In Istanbul lebende Deutsche wurden vorab über den Schritt informiert. Es gebe „nicht abschließend überprüfbaren Warnhinweise“, heißt es darin ganz knapp und vage zur Begründung. „Bitte meiden sie die Umgebung des Generalkonsulats.“

Außenminister Frank-Walter Steinmeier drückt sich in einem eilig einberufenen Pressestatement in Berlin am Donnerstagvormittag deutlicher aus. „Gestern Abend erreichten unsere Sicherheitsbehörden einige sehr konkrete und sehr ernstzunehmende Hinweise, dass terroristische Attentate gegen unsere deutschen Vertretungen innerhalb der Türkei vorbereitet seien.“

Es müssen schon ungewöhnlich konkrete Hinweise gewesen sein. Die Schließung von deutschen Auslandsvertretungen ist ein drastischer Schritt, der eigentlich nur bei Gefahr in Verzug angemessen erscheint.

Die Türkei wird seit Monaten immer wieder von schweren Terroranschlägen erschüttert. Erst am Sonntag starben 37 Menschen bei einem Anschlag, zu dem sich die aus der PKK hervorgegangene Splittergruppe Freiheitsfalken Kurdistans (TAK) bekannte.

Kurden dürften es aber wohl kaum auf Deutsche in der Türkei abgesehen haben. Als wahrscheinlich gilt, dass die Hinweise auf islamistische Terroristen hindeuteten. Im Januar hatte ein Selbstmordattentäter bei einem Anschlag auf eine deutsche Reisegruppe zwölf Touristen mit in den Tod gerissen. Es wird ein islamistischer Hintergrund vermutet. Die verdächtigte Terrororganisation Islamischer Staat hat sich aber nie dazu bekannt.

Es gab damals Spekulationen, dass der Anschlag sich gezielt gegen Deutsche gerichtet habe könnte. Innenminister Thomas de Maizière (CDU) hatte dies bei einem gemeinsamen Auftritt mit seinem Amtskollegen Efkan Ala in Istanbul zurückgewiesen. Es gebe keine Hinweise dafür, sagte er. Die aktuellen Warnungen lassen die damaligen Spekulationen aber in einem neuen Licht erscheinen.

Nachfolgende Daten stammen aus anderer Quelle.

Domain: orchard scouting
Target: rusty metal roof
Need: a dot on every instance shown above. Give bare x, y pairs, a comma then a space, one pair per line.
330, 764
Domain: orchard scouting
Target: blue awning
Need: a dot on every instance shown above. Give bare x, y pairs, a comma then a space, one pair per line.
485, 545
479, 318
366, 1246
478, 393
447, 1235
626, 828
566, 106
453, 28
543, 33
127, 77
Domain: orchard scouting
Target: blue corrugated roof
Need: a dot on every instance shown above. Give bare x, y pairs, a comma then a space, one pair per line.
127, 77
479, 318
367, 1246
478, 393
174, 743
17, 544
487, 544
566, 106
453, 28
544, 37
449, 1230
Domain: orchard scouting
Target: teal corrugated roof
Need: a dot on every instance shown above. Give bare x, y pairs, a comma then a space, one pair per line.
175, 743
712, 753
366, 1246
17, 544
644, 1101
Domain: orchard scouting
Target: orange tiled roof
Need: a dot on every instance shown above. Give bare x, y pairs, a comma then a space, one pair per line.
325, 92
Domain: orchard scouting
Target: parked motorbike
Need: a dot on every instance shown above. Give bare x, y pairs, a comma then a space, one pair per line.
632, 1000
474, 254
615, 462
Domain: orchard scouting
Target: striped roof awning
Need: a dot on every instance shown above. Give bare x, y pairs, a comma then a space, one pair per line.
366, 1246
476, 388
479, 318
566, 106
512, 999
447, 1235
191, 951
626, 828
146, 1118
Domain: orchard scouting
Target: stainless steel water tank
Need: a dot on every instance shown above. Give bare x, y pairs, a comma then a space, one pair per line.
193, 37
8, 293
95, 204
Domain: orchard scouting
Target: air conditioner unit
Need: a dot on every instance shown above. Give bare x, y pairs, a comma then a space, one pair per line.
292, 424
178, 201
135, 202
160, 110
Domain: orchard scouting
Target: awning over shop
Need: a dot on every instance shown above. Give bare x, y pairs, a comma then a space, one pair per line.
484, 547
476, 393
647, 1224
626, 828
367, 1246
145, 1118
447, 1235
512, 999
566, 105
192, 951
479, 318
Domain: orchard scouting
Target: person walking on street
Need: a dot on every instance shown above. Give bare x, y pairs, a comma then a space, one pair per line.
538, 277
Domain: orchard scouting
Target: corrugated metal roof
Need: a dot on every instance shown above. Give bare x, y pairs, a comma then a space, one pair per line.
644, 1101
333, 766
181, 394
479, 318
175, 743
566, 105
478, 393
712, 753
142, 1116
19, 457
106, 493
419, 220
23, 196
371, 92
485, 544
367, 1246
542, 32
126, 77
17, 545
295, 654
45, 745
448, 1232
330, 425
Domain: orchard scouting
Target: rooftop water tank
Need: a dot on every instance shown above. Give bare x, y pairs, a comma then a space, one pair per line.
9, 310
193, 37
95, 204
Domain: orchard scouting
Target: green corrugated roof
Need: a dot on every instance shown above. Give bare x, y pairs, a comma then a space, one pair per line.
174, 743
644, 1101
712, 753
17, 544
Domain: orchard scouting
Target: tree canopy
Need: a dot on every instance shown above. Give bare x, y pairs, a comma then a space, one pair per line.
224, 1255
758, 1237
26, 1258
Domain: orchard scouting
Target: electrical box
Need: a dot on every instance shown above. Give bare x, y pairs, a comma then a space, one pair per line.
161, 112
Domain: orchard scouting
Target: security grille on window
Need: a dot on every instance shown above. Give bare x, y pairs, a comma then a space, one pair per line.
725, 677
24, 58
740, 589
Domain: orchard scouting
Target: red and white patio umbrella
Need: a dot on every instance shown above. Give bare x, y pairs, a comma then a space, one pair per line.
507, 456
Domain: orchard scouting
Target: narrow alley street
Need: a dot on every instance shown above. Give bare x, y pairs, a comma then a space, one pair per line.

Auch die Friedrich-Ebert-Stiftung blieb am Donnerstag geschlossen. Ihr Leiter Felix Schmidt, der seit eineinhalb Jahren in der Stadt lebt, spricht von einer Vorsichtsmaßnahme. „Das ist jetzt schon ein anderes Gefühl als früher. Ich bin sehr betrübt.“

Im Goethe-Institut wurde der Deutsch-Unterricht abgebrochen und das Institut blieb ebenfalls geschlossen. Sicherheitspersonal wies am Donnerstag Besucher am Haupteingang zurück.

Das deutsche Generalkonsulat und die Botschaftsschule in Istanbul bleiben auch am Freitag geschlossen. „Bitte meiden Sie weiterhin die nähere Umgebung des Generalkonsulats“, hieß es am Donnerstag in einer E-Mail des Generalkonsulats an Bundesbürger.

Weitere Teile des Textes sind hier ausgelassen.